Foodsecurity Quinoa genome accelerates solutions

Quinoa

Research.

An international team of scientists, including quinoa breeding experts from Wageningen University & Research, published the complete DNA sequence of quinoa. Quinoa is the food crop that is conquering the world (Nature magazine on 8 February 2017). Quinoa is rich in essential amino acids and nutritional fibres. It does not contain gluten. The crop is important to farmers as it provides a reasonable yield. Even on poor soils. The new knowledge about quinoa DNA is already being used by breeders who are developing quinoa varieties. These grow well in saline soil and still meet the taste requirements of consumers.

DNA
The scientists determined the sequence of the DNA-building blocks of the entire quinoa genome. The total length of the DNA, the ‘genome’, consists over a little over 1.3 billion DNA building blocks (the nucleotides A, C, G or T), divided over 18 chromosomes. Printed on paper this would add up to over 500,000 pages of text.
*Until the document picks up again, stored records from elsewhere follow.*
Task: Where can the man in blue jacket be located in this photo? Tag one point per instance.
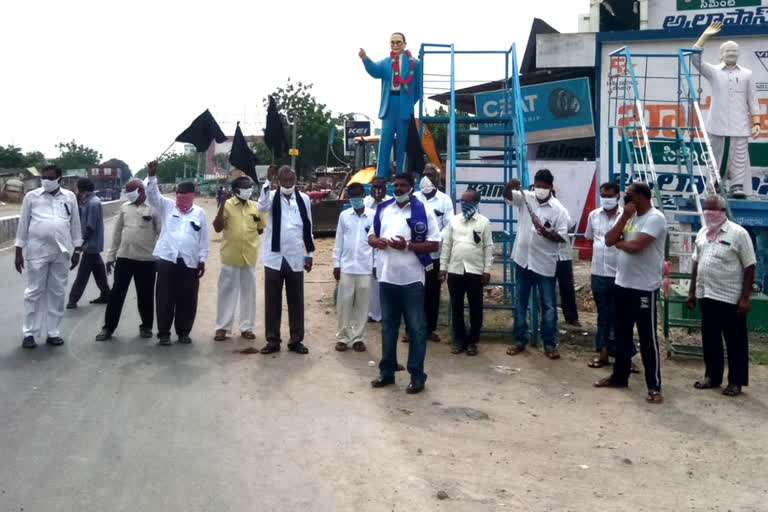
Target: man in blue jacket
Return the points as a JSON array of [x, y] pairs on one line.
[[400, 76]]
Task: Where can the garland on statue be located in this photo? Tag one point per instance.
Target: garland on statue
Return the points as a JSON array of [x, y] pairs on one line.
[[397, 77]]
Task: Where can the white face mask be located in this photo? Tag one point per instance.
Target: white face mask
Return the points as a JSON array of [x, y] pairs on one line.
[[404, 198], [245, 193], [133, 195], [50, 185], [541, 193], [609, 203], [426, 185]]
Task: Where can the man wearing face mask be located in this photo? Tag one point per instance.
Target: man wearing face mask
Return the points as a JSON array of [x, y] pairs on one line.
[[92, 224], [604, 258], [442, 207], [352, 268], [639, 235], [288, 236], [130, 255], [734, 114], [405, 233], [378, 196], [467, 255], [241, 224], [181, 251], [542, 225], [723, 274], [49, 236]]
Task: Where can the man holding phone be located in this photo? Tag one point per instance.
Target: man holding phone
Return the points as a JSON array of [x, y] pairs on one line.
[[241, 225]]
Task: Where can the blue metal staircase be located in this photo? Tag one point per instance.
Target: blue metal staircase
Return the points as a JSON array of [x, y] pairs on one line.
[[485, 168]]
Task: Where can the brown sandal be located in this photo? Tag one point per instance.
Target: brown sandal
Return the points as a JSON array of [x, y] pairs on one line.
[[598, 363], [654, 397]]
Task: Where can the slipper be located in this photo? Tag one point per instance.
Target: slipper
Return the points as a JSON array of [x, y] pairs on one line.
[[597, 363], [654, 397], [608, 383]]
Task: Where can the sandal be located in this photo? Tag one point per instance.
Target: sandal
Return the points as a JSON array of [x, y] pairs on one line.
[[654, 397], [607, 382], [704, 384]]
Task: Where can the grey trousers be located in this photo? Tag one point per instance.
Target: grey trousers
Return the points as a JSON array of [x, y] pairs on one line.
[[273, 302]]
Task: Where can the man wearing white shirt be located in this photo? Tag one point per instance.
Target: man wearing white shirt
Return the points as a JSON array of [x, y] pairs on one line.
[[600, 221], [49, 236], [181, 251], [378, 196], [467, 255], [352, 268], [734, 107], [405, 233], [288, 235], [542, 225], [640, 236], [442, 207]]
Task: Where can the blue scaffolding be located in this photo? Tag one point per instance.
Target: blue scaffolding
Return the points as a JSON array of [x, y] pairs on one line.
[[504, 162]]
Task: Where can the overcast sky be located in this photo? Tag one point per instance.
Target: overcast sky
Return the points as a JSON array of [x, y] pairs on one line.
[[126, 77]]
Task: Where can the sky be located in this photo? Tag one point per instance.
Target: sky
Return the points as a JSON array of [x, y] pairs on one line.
[[126, 77]]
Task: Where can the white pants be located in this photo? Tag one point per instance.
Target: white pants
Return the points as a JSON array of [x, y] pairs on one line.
[[352, 306], [374, 311], [739, 172], [234, 283], [45, 294]]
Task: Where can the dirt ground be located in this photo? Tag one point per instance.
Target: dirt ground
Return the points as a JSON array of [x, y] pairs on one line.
[[501, 433]]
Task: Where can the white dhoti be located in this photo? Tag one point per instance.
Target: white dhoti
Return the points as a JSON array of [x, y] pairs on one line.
[[739, 173], [352, 305], [45, 294], [374, 310], [237, 283]]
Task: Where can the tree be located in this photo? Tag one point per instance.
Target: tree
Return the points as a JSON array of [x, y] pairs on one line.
[[125, 170], [35, 159], [314, 121], [76, 156], [11, 157]]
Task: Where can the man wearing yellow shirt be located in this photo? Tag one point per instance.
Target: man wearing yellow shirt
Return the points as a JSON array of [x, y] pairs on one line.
[[241, 225]]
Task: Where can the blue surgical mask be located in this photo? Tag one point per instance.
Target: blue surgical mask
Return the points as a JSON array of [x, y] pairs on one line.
[[468, 208]]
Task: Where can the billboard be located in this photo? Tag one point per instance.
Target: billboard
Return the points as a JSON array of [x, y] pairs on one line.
[[553, 110], [671, 14], [354, 129], [661, 110]]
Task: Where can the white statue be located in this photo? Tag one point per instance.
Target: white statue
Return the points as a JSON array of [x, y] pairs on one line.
[[733, 115]]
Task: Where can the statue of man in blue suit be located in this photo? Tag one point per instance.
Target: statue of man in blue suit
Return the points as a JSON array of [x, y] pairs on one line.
[[400, 76]]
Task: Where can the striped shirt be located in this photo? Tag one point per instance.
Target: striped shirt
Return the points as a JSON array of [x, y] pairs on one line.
[[721, 263]]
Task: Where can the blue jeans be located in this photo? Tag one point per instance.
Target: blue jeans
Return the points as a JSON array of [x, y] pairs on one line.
[[391, 124], [604, 294], [525, 280], [397, 301]]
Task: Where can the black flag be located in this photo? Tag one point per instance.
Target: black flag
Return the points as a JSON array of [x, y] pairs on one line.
[[414, 150], [202, 131], [274, 134], [241, 155]]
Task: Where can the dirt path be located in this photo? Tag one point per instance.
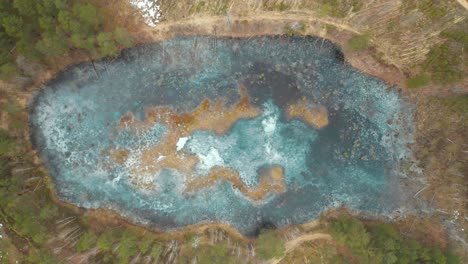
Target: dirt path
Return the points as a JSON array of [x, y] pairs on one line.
[[464, 3], [291, 245], [209, 23]]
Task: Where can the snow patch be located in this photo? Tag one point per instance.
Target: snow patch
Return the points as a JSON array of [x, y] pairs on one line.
[[150, 10], [181, 143], [211, 159]]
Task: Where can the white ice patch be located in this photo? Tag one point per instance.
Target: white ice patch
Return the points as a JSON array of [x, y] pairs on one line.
[[211, 159], [269, 121], [269, 125], [181, 143], [150, 10]]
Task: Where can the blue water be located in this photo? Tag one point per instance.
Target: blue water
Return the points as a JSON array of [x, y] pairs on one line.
[[353, 162]]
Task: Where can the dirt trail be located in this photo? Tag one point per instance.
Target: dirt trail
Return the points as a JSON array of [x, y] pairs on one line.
[[464, 3], [291, 245], [209, 23]]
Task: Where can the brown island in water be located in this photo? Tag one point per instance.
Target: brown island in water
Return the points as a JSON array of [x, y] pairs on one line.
[[212, 117]]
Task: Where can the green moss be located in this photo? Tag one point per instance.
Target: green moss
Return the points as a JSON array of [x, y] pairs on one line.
[[443, 63], [418, 81], [6, 142], [383, 243], [269, 245], [359, 42], [86, 242]]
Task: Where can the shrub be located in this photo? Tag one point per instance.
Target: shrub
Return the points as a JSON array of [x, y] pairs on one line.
[[269, 245], [86, 242], [359, 42], [418, 81]]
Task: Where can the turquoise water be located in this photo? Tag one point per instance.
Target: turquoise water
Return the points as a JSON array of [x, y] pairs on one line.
[[352, 162]]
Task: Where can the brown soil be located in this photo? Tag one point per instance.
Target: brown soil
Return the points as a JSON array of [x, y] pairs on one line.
[[207, 116], [271, 180]]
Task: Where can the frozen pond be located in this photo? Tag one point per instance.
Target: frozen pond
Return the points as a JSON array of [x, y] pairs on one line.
[[248, 132]]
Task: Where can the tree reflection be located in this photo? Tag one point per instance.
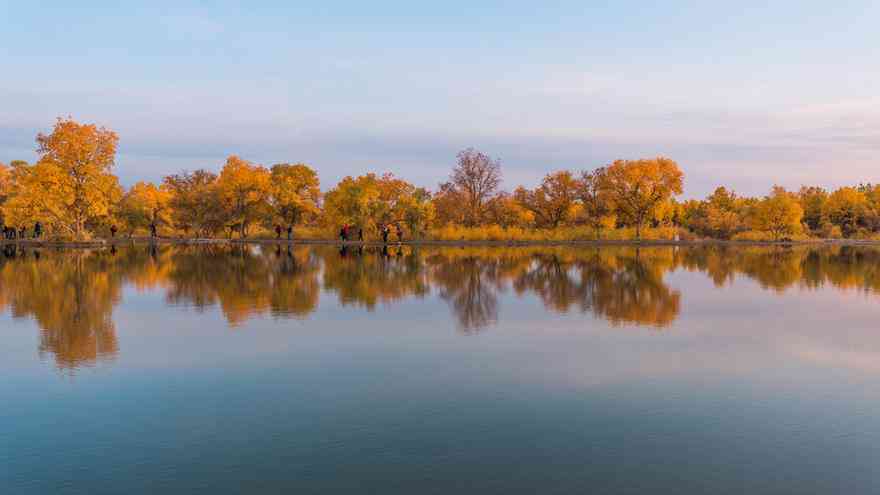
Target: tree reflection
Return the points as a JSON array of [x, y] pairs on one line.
[[71, 294], [71, 297]]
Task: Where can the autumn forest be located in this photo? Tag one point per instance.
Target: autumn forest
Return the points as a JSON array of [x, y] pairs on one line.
[[71, 193]]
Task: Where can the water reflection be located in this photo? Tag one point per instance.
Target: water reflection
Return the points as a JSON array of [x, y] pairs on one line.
[[71, 294]]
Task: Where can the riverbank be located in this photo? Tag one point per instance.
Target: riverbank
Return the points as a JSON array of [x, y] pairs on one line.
[[101, 243]]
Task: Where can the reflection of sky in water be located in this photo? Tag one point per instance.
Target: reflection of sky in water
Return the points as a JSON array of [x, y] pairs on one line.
[[746, 389]]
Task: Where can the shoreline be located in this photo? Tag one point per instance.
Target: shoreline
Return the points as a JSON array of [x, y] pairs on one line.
[[140, 241]]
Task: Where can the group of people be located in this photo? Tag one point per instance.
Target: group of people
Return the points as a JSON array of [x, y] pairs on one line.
[[347, 233], [11, 233]]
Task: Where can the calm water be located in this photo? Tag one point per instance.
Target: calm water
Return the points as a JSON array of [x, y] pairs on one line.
[[453, 370]]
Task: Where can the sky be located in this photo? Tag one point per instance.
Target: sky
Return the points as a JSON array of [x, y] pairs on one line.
[[744, 94]]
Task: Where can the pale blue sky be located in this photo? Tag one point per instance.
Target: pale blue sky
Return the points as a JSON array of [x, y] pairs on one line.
[[741, 93]]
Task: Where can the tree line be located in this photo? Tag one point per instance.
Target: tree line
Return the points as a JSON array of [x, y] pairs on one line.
[[72, 192]]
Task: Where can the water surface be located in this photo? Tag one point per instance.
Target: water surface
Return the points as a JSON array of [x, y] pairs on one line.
[[225, 369]]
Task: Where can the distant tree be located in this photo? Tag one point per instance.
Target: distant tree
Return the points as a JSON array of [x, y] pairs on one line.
[[554, 201], [145, 204], [637, 187], [476, 177], [195, 203], [72, 184], [244, 188], [812, 201], [294, 192], [847, 208], [778, 214], [595, 198], [502, 209]]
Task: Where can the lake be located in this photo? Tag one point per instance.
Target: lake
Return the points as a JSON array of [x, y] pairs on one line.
[[267, 369]]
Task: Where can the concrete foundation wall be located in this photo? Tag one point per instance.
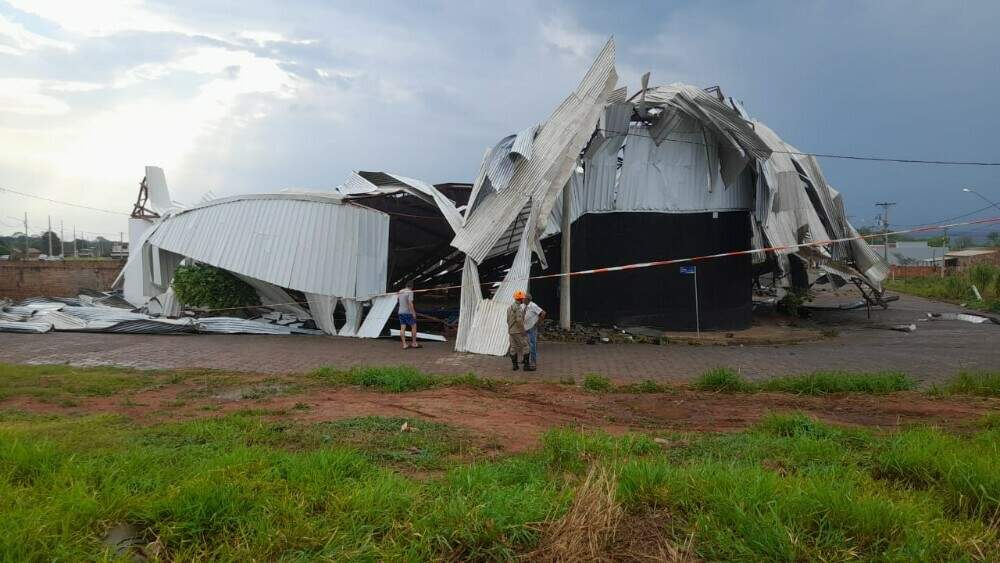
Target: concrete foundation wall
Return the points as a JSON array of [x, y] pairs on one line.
[[32, 278]]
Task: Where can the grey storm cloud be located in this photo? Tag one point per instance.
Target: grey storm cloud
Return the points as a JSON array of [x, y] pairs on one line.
[[254, 96]]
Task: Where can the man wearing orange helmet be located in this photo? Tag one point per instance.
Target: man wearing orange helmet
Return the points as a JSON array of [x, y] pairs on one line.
[[517, 333]]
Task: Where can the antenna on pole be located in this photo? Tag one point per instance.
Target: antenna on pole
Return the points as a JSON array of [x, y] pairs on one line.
[[885, 205]]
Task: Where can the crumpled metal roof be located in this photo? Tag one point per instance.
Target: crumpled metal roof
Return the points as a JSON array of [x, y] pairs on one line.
[[538, 180], [230, 325], [25, 326]]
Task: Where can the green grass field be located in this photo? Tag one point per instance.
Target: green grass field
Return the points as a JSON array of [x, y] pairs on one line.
[[258, 485], [244, 487]]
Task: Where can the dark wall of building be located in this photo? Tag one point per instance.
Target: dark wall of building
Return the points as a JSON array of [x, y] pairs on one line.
[[660, 296], [37, 278]]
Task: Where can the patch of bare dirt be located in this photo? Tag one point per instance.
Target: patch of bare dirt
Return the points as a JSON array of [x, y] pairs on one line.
[[515, 416]]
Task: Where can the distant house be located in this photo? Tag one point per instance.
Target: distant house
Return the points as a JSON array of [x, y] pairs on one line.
[[911, 253], [969, 256], [18, 254]]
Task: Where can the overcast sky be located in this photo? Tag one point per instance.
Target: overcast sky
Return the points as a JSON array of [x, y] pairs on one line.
[[243, 96]]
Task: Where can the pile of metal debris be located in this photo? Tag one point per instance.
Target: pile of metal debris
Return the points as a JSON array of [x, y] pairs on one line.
[[683, 167], [86, 314]]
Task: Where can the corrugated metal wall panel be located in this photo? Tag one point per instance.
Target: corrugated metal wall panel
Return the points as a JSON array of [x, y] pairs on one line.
[[378, 315], [312, 244]]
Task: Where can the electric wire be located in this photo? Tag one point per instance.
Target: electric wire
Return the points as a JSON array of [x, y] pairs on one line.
[[50, 200], [823, 155]]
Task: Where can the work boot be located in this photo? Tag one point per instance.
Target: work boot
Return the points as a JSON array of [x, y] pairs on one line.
[[527, 363]]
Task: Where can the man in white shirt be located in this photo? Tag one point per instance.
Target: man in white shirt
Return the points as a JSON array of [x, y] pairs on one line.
[[533, 314]]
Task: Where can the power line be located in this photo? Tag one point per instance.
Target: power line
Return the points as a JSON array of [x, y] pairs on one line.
[[825, 155], [81, 206]]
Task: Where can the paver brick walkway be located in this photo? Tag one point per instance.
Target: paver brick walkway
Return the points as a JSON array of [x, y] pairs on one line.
[[936, 350]]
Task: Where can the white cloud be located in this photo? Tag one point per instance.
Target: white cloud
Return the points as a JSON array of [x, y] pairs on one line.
[[166, 129], [98, 17], [23, 96], [16, 40], [566, 36], [262, 38]]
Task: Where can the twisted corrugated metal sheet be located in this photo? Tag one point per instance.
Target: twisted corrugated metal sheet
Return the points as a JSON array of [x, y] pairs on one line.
[[556, 146], [28, 327]]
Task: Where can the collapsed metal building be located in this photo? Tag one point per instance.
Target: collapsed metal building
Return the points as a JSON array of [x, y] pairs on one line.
[[670, 172]]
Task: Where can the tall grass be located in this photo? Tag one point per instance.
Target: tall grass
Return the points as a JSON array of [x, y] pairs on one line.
[[726, 380], [984, 384], [824, 382], [957, 287], [723, 380], [240, 487], [396, 379]]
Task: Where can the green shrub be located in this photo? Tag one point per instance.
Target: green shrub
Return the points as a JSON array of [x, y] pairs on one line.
[[212, 288], [597, 383], [725, 380], [982, 276]]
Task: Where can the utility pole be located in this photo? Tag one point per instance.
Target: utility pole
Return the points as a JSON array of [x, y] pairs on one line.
[[944, 250], [564, 282], [885, 205]]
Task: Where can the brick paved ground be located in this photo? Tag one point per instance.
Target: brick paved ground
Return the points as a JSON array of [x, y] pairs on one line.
[[934, 351]]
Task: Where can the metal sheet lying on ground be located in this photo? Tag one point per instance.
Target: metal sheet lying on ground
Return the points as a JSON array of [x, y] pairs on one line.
[[286, 240]]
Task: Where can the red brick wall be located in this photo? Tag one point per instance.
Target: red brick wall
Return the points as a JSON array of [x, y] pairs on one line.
[[34, 278], [914, 271]]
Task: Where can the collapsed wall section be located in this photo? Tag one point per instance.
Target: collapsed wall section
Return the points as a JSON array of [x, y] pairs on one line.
[[659, 297]]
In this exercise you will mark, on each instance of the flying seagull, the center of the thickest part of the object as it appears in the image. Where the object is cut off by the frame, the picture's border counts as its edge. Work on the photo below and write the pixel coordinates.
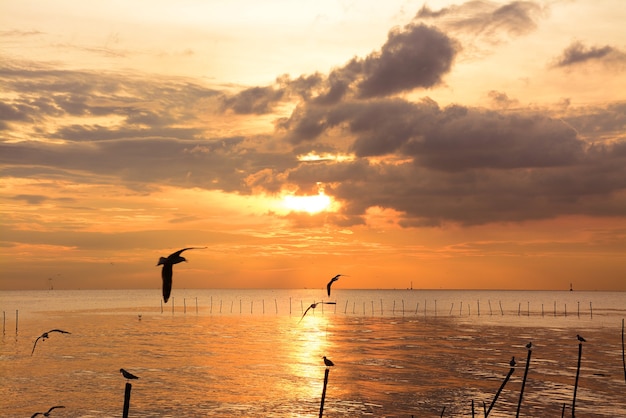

To map the DNA building blocks, the scientists used a smart combination of various DNA sequencing techniques. While this enabled them to put together ever-larger DNA segments in the computer from the huge amount of DNA information available, it did not lead to the 18 segments which represent the 18 chromosomes. The scientists therefore applied genetic maps that were made by crossbreeding plants to determine how molecular markers were inherited by the offspring. This allowed them to place most of the DNA on 18 large DNA-strains, representing the quinoa chromosomes.

Robert van Loo, expert in quinoa breeding at Wageningen University & Research. He says it was this combination that allowed the scientists to clearly map the DNA. “We were able to determine the location on the chromosome of no less than 85% of the DNA-sequence. This is a major benefit for plant breeders.”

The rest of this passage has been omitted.